Mit „Erbarmen“ hat der Regisseur Mikkel Nørgaard den ersten Teil von Jussi Adler-Olsens Bestsellerreihe um Carl Mørck und das Sonderdezernat Q verfilmt. Kein leichtes Unterfangen, denn die Konkurrenz ist heftig. Nicht nur in den Buchhandlungen haben Krimis aus Skandinavien Hochkonjunktur, auch Filmadaptionen sind dem deutschen Publikum bestens vertraut. In den vergangenen Jahren buhlten gleich mehrere Fassungen der „Millennium“-Trilogie von Stieg Larsson und der Wallander-Bücher von Henning Mankell um Kinogänger und Fernsehzuschauer. Zum schieren Überangebot kommt aber auch noch das Problem, dass viele potenzielle Zuschauer die Bücher gelesen haben, den Ausgang der Fälle also kennen. Wenn der Reiz des „Wer war’s?“ schon verflogen ist, hängt die Messlatte hoch – auch für Nørgaards Version des Mørck-Abenteuers.

Keine Krimiserie wie „CSI New York“

Die Voraussetzungen der literarischen Vorlage sind auf den ersten Blick interessant. Nørgaard zeigt einen Polizisten, der in der autoritären Behördenstruktur mürbe geworden ist und auch privat keine Perspektive hat.
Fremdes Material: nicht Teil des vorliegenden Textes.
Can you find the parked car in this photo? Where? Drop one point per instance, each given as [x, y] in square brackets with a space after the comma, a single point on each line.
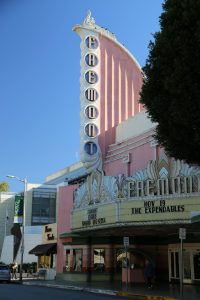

Damit wendet sich die Erzählung skandinavientypisch von den Mustern populär schneidiger Krimiserien wie „CSI New York“ ab, in denen gewiefte Ermittler Gewalttaten mit Hilfe neuester Technologien aufklären und den Eindruck vermitteln, das Böse ließe sich durch einen gut geölten Polizeiapparat beherrschen.

Das Bild polizeilicher Ermittlungsarbeit sieht in „Erbarmen“ nämlich anders aus. Fehlende finanzielle Mittel, starre Ermittlungsvorgaben und ein bärbeißiger Chef erschweren Mørck die Arbeit. Statt aber diesen kritischen Ansatz weiter zu verfolgen, reproduziert die Handlung nun altbewährte Erzählstrategien. Dem grimmigen und desillusionierten Beamten wird ein unkonventioneller, neugieriger Assistent zur Seite gestellt, der die Hoffnung auf Erlösung vom Übel repräsentieren soll. Diese zwei Prototypen nehmen sodann einen Fall auf, der an reale Verbrechen der jüngsten Vergangenheit erinnert: Merete Lyngaard ist seit fünf Jahren vermisst. Die Behörden gehen von Selbstmord aus, in Wahrheit aber ist das Opfer entführt worden. Parallel zu Mørcks Aufklärungsarbeit wird Meretes jahrelange Gefangenschaft in einer Druckkammer gezeigt.

Film inszeniert eigene sadistische Fantasie

Es wäre ein Leichtes, mit solchen Szenen an tatsächliche Entführungen anzuknüpfen. Aber ganz so, als seien Fälle wie die Versklavung von Natascha Kampusch oder die vierundzwanzig Jahre dauernde Gefangenschaft der Tochter von Josef Fritzl nicht schon entsetzlich genug, inszeniert der Film eine eigene sadistische Fantasie und scheint damit alles bisher Dagewesene übertrumpfen zu wollen: Meretes Entführer verändert immer wieder den Luftdruck in der Kammer und bewirkt so schwere Verletzungen bei seinem Opfer. Dass die Trommelfelle in Meretes Ohren platzen, ist noch ihr geringstes Problem. Das brutale Vorgehen des Peinigers könnte dem Regisseur immerhin Stoff bieten, einen Blick in psychische Abgründe zu wagen. Stattdessen kehrt er aber zur erzählerischen Routine zurück.

Für Mørck und Assad läuft die Arbeit an Meretes Fall wie am Schnürchen. Erstaunlich schnell ergeben die gesammelten Hinweise die Lösung. Das Schnittmuster ist klar: Die Ordnung muss wiederhergestellt, der Verbrecher gefasst werden. Und siehe da: das erwartete Monstrum ist keins. Der Täter ist eine arme Seele, dessen harte Vergangenheit in einer kitschig überfrachteten, schnellen Rückblende erzählt wird, in der auch Merete und ihr geistig zurückgebliebener Bruder eine Rolle spielen. Immerhin überwindet Mørck sein Trauma und gewinnt den Glauben an die eigenen Fähigkeiten zurück. Das muss er auch. Der nächste Fall wartet ja schon.